Let $\mathrm{A}$ a $2 \times 2$ matrix such that $\mathrm{I}\neq\mathrm{A}\neq\mathrm{-I}$, where $\mathrm{I}$ is the $2 \times 2$ identity matrix. If $\mathrm{A}=\mathrm{A}^{-1}$, find the trace of $\mathrm{A}.$

Answer 1

if $A = A^{-1}$ then the eigenvalues of $A$ also satisfy $\lambda = \frac{1}{\lambda}.$ that means $\lambda = \pm 1$ so the trace of $A$ is the sum of the eigenvalues which is zero.
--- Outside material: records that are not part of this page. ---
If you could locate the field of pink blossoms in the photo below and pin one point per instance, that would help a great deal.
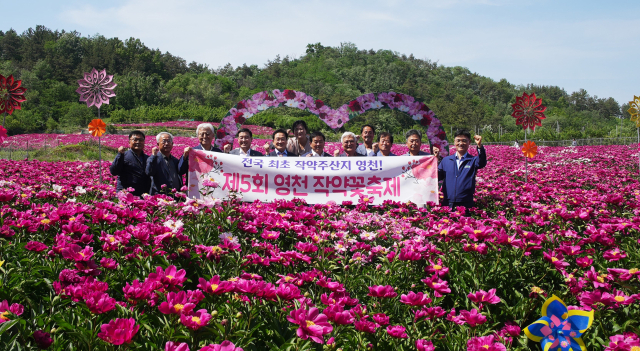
(84, 268)
(37, 141)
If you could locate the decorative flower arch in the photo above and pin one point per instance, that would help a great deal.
(334, 118)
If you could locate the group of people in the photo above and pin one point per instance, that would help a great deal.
(161, 172)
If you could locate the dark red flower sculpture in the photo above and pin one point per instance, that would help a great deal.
(11, 94)
(528, 111)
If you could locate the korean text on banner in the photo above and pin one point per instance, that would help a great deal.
(314, 179)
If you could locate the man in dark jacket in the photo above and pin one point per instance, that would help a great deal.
(129, 165)
(459, 171)
(317, 146)
(280, 143)
(163, 168)
(245, 137)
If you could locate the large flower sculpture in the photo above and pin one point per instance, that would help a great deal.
(96, 88)
(11, 94)
(97, 127)
(560, 328)
(334, 118)
(634, 111)
(528, 111)
(530, 149)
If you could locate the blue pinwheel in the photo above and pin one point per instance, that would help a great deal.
(560, 328)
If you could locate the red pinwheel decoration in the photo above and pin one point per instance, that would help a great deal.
(11, 94)
(528, 111)
(96, 88)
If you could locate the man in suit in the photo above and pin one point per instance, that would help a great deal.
(414, 142)
(129, 165)
(348, 145)
(280, 144)
(245, 137)
(385, 140)
(459, 171)
(163, 168)
(368, 147)
(206, 135)
(317, 146)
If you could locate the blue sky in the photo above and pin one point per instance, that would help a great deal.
(593, 45)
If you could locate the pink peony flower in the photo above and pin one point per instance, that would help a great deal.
(119, 331)
(382, 291)
(224, 346)
(397, 331)
(177, 303)
(312, 324)
(483, 297)
(5, 310)
(415, 299)
(176, 346)
(484, 343)
(424, 345)
(197, 320)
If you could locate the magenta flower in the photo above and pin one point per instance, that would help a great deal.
(100, 302)
(312, 324)
(16, 309)
(397, 331)
(224, 346)
(473, 318)
(415, 299)
(440, 286)
(176, 346)
(424, 345)
(382, 291)
(288, 292)
(119, 331)
(36, 246)
(197, 320)
(215, 286)
(177, 303)
(484, 343)
(483, 297)
(170, 277)
(381, 318)
(366, 326)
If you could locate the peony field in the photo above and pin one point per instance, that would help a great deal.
(85, 268)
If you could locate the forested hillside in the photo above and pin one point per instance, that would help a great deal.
(156, 86)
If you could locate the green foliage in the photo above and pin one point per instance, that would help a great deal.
(154, 87)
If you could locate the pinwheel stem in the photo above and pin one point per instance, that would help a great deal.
(526, 161)
(99, 152)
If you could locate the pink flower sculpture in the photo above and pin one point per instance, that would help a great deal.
(96, 88)
(11, 95)
(528, 111)
(119, 331)
(313, 324)
(224, 346)
(3, 134)
(483, 297)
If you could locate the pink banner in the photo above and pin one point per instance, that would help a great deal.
(314, 179)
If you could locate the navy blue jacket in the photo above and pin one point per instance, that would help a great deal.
(183, 160)
(159, 173)
(130, 170)
(460, 184)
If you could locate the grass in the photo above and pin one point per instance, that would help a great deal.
(84, 151)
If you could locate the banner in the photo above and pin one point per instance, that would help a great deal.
(314, 179)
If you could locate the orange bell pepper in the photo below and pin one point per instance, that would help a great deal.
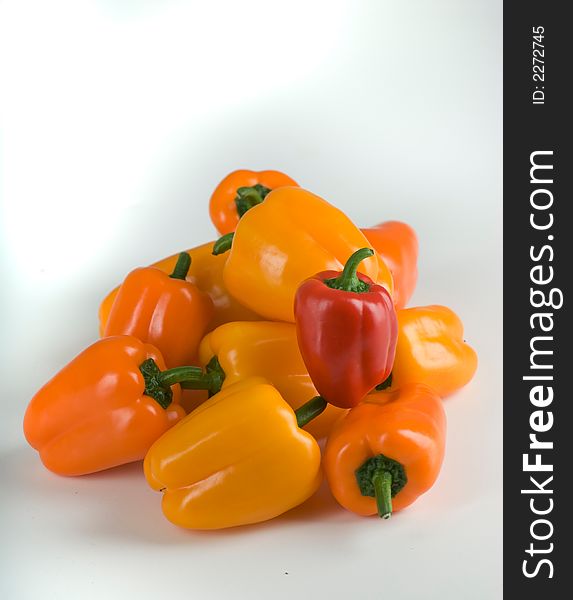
(387, 451)
(397, 244)
(164, 310)
(291, 236)
(269, 350)
(431, 350)
(240, 191)
(206, 272)
(239, 458)
(105, 408)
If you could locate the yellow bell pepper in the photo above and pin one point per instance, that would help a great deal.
(206, 272)
(269, 350)
(239, 458)
(431, 350)
(289, 237)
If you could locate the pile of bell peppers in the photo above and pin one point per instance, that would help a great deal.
(222, 367)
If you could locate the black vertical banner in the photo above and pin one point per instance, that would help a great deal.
(538, 330)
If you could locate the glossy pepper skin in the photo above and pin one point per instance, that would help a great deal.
(397, 244)
(164, 310)
(239, 458)
(238, 192)
(346, 328)
(291, 236)
(387, 451)
(269, 350)
(95, 414)
(206, 272)
(431, 350)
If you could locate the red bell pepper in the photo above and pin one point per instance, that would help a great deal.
(347, 331)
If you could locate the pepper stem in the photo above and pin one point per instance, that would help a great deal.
(348, 280)
(383, 489)
(311, 409)
(158, 383)
(181, 267)
(382, 478)
(223, 244)
(385, 384)
(247, 197)
(211, 380)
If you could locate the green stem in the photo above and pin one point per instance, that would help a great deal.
(382, 478)
(223, 244)
(385, 384)
(311, 409)
(247, 197)
(382, 483)
(211, 380)
(158, 383)
(348, 281)
(182, 266)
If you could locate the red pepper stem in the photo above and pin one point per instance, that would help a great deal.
(311, 409)
(382, 482)
(181, 267)
(348, 281)
(223, 244)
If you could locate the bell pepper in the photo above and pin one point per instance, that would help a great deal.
(270, 350)
(206, 272)
(397, 244)
(239, 458)
(291, 236)
(386, 451)
(105, 408)
(240, 191)
(431, 350)
(164, 310)
(346, 328)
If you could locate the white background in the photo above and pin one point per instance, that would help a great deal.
(117, 120)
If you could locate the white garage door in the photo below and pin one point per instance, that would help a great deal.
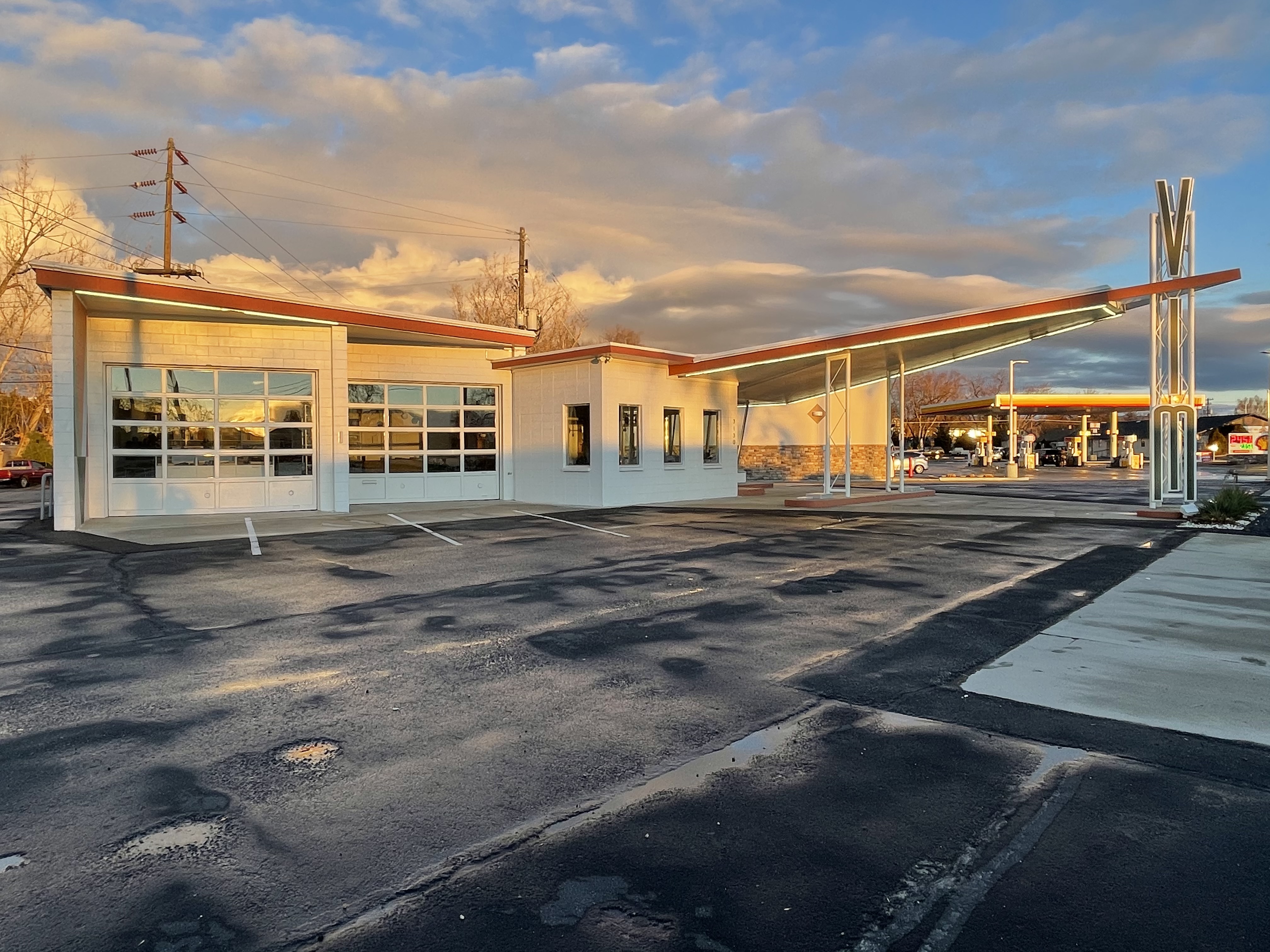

we will deal with the case where $A \neq I$ and has eigenvalues $1,1.$ in this instance $A$ is similar to the nilpotent matrix $N = \pmatrix{1&1\\0&1}.$ but then $A \neq A^{1-}$ because $N \neq N^{-1}.$ the other case is similar.

Answer 2

$$A=A^{-1}\implies A^2=I\implies (A+I)(A-I)=0\implies m_A(x)=p_A(x)=(x+1)(x-1)$$

with $\;m_A\,,\,\,p_A\;$ the minimal and characteristic polynomials, resp., and thus our matrix is similar to the diagonal one

$$\begin{pmatrix}\!\!-1&0\\0&1\end{pmatrix}\implies \text{Tra}\,A=0$$

The result also follows directly from the first line if you know that Tr.$\,A$ is minus the linear coefficient of the characteristic polynomial.